Using the HDHacker utility I imaged a laptop’s MBR. The file was just 512 bytes, and this is how it appeared in a hex editor:
The first 446 bytes is the boot code, which is copied to physical memory and executed by the BIOS after the Power On Self-Test (POST). In turn, this code will load up the boot partition and execute another bootloader such as GRUB or LILO. Within the bootloader, the parameters for the next stage of the boot process (partition, kernel image, etc.) are determined.
Somewhere within the first 446 bytes of the MBR that was imaged, we also find the ‘
#SafeBoot’ string – this is usually an indicator that a full disk encryption system was used. A list of strings associated with the different encryption products is available on the Guidance Software blog post.
After the boot code, at address 0x01B8 to 0x01BE, there is a disk signature.
Marking the end of the MBR is the ‘0x55AA’ signature.
The Partition Table
The following 64 bytes contains the partition table:
Each entry in the partition table tells the operating system the filesystem type and the partition size. This is probably where we read and write information on a partition editor.

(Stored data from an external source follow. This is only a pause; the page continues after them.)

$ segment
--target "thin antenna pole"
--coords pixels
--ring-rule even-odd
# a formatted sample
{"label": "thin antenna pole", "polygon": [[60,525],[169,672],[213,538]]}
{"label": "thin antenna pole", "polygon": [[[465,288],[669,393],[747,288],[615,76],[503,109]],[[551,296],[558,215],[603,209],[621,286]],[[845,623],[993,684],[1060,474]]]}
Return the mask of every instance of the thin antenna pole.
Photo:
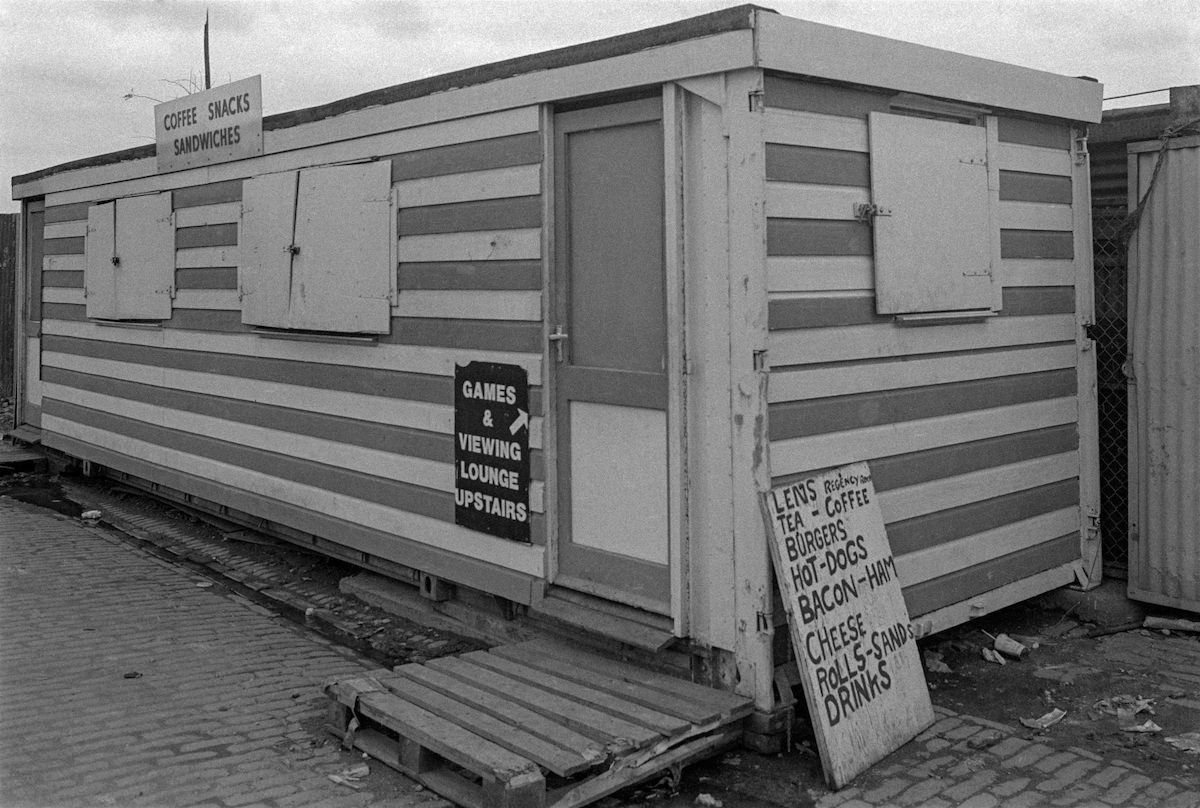
{"label": "thin antenna pole", "polygon": [[212,89],[212,71],[208,65],[208,9],[204,10],[204,89]]}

Since only four partitions can be mapped within the MBR, we shouldn’t expect to be able to have more than four primary partitions on a given disk. We can, however, map an ‘extended partition’ that might contain several logical partitions.
Can we decode the following partition table entry?:
80 20 21 00 07 FE FF FF 00 08 00 00 00 D8 42 25
The first step is to look at how the bits are actually grouped, and determine what each group represents. According to the Microsoft TechNet page, the bits are grouped as follows:
[1000 0000] [0010 0001] [0000 00]  [1111 1110] [1111 1111]    [1101, 1000, 0100, 0010, 0010, 0101]
[Boot Indicator] [Starting Head] [Starting Sector] [System ID] [Ending Head] [Ending Sector]
The Boot Indicator value, more specifically the first bit, marks this as an active partition – this will either be 0x00 for inactive or 0x80 for active.
With a bit of hex-binary-decimal arithmetic, it should be possible to calculate the approximate size of the partition from the final 32 bits in the table entry. Coverted to hexadecimal the value in our table is 0xD84225, and in decimal that is 14,172,709.
For an older disk a sector is 512 bytes, so that multiplied by 14,172,709 gives us just over 7GB, which seems a little too small. More recent hard disks have sectors of 4096 bytes, so the partition size in that case would be just under 60GB. Since that is the only partition in the table, we can say it’s likely the MBR was on a 60GB hard drive.